Brian Flanagan (13:20):
Anything that's three years out, you have really no idea what the technology is going to be at that point. So, at Perficient, we like to talk about agile strategy and that approach has never been more relevant. We're really looking at what are the near-term targets. We have plans for how we want to evolve our solutions, which may have some technical components of that, but we're accounting for technical change. As we develop dependencies in building some of the core functionality, we know that that's going to impact the rest of the efforts down the line. So, it's really important to stay up to date, to learn what these new capabilities are, and be able to apply them in an agile fashion.
Jim Hertzfeld (14:04):
That’s great advice, Brian. And yeah, I will certainly endorse your agile strategy approach.

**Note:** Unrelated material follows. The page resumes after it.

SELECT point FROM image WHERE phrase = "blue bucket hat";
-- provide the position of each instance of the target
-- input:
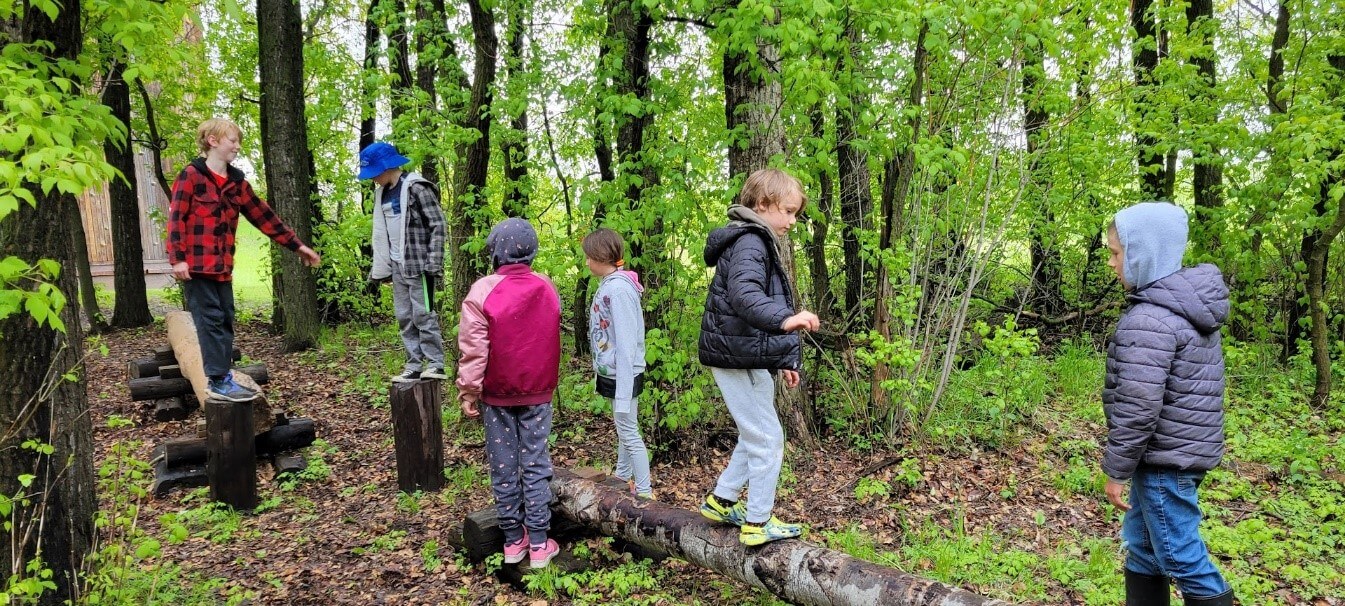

Kim Williams-Czopek (14:09):
<Laugh>. Thanks Brian. I am truly feeling a lot more optimistic about the robots and the future of AI. Some really, really good examples on how you can benefit from using the technology both personally and professionally. But Jim, we like to close our episodes with a true, what can you do today, right? To leverage what we've been talking about. What do you think?
Jim Hertzfeld (14:34):
What do we do with all this direction that Brian gave us? Thanks again, Brian, and I really appreciate all the work you've been doing in exploring this space for few years now. If you haven't done it already, sign up for ChatGPT, Bing, or the platform of your choosing, depending on the day that the next one comes out. I think one of the things to do is sort of reflect on your daily life. What can you ask it to do professionally? And maybe every day you take one small task and you ask it to reply to an email for you or plan a meeting agenda. I know as a team the other day; we looked up common reason codes to dial into a contact center because we were trying to guide a client. We came up with a hundred different ideas and it was directionally interesting. So, I think every day you try it and you learn a little more about it firsthand. And I know I've got three questions that I'm going to ask we're done here. And that is: What If? So What? Now What?